Clinical efficacy of titanium prepared platelet rich fibrin in periodontal regeneration: A systematic review and meta-analysis

Description of the condition

Plasma fractions with higher platelet concentrations, such as platelet-rich plasma (PRP) and platelet rich fibrin (PRF) are crucial to regeneration.¹ Their use has been successfully linked to connective tissue and bone repair.² PRP has been documented and used in a variety of applications with what appears to be clinical success. It is an autologous modification of fibrin glue that is created by techniques that concentrate autologous platelets.¹ PRP supports bioactivity but exhibits no stimulant properties for activation of regenerative cells.³ Additionally, its preparation is technique sensitive.⁴ PRP preparation, on the other hand, takes time therefore various efforts have been made to modify and enhance the PRP’s characteristics and quality which include Leukocyte platelet-rich fibrin (L-PRF). It was first described by Choukroun as cited by Dohan DM et al. (2006).⁵ It is regarded as a second-generation platelet concentrate and has been used to speed up wound healing during several surgical operations. Choukroun et al. first created PRF in France in 2001 as an autologous biomaterial that includes leucocytes.⁶ The method does not require bovine thrombin or an anticoagulant, in contrast to other platelet-rich products (or any other gelling agent).^5,7–9 Although PRF has been shown to produce positive therapeutic outcomes, some clinicians are concerned that the method’s use of glass-evacuated collection tubes for blood with silica activators may pose a health risk.^10,11 O’Connell provided a description of the inevitable silica interaction.¹² Although the silica in the tube is thick enough to settle with the red blood cells, some of the particles are still colloidally suspended in the buffy coat, fibrin, and platelet-poor layers of plasma. Therefore, when the product is used for therapy, the particles could come in contact with the patient.¹³ Silica, found in glass test tubes, is known for its ill effects. However, T-PRF, a third-generation platelet concentrate, is recognized for its ability to mitigate this problem.

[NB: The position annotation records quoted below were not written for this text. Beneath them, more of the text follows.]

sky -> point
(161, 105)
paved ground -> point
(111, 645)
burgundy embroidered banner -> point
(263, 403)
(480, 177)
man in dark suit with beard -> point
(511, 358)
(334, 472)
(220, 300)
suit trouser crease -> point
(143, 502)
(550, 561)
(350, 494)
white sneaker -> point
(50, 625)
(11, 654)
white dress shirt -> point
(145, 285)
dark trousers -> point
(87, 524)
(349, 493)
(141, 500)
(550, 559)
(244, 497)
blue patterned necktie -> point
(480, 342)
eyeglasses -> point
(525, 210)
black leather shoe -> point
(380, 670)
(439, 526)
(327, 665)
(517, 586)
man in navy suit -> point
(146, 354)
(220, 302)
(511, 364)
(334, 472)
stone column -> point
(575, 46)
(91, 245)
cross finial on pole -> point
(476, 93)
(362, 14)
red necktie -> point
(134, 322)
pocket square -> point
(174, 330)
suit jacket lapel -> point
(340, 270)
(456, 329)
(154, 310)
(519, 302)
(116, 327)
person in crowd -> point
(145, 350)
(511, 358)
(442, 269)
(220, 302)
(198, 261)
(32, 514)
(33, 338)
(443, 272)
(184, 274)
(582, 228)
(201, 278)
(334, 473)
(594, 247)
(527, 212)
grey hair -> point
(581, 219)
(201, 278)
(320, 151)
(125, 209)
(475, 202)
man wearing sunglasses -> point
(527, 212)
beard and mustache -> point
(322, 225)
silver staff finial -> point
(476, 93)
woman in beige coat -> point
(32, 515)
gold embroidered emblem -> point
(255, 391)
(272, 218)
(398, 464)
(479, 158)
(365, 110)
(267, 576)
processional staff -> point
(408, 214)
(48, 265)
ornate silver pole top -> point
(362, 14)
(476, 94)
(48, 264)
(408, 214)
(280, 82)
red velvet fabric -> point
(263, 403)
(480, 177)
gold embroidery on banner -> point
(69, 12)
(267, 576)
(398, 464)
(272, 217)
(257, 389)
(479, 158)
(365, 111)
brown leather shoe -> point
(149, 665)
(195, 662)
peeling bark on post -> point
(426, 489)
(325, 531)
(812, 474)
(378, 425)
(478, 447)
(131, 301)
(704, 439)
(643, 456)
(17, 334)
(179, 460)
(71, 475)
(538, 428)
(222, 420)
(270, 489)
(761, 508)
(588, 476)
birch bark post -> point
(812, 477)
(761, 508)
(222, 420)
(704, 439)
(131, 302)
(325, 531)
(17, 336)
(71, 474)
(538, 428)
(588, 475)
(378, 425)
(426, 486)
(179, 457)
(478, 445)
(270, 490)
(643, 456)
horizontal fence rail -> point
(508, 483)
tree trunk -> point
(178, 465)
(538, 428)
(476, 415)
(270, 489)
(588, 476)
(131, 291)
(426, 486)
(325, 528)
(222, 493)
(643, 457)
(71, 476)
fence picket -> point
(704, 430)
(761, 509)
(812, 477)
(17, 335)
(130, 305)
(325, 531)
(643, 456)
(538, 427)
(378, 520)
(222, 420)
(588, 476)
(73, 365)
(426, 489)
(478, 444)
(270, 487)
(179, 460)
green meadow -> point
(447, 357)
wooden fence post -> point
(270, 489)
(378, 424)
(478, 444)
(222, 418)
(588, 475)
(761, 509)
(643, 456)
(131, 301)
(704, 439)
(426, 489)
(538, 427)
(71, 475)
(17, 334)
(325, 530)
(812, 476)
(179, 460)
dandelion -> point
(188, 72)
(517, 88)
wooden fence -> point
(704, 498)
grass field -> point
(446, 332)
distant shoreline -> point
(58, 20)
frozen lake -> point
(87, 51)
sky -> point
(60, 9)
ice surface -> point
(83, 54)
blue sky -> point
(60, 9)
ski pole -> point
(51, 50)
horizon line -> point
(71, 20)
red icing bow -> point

Description of the intervention

Nonsurgical periodontal therapy, such as scaling and root planing (SRP) alone or SRP plus systemic or local anti-inflammatory or antibacterial drugs, to surgical flap debridement, are the approaches for treatment of periodontitis cases.¹⁴ However, in cases of soft and hard tissue defects, surgical correction of the defects is of prime importance. For correction of bony defects, the use of autografts and allografts have been advocated.¹⁵ Autologous platelet concentrates when used in conjunction with bone grafts results in better improvement. A study by Olgun et al. (2018) reported clinical, radiographic and histological outcomes of bone that accelerated to four months compared to six months for allografts when combined with T-PRF.¹⁶ The desired outcome was seen in four months as compared to six months. Tunalı et al. in the year 2012¹⁷ discovered a mature fibrin network when T-PRF clots were examined. In the T-PRF membrane, they discovered islets of bone tissue and newly developing connective tissue. These findings demonstrate that T-PRF could, within 30 days of treatment, cause the development of new bone and connective tissue in an experimental rabbit model of wound healing.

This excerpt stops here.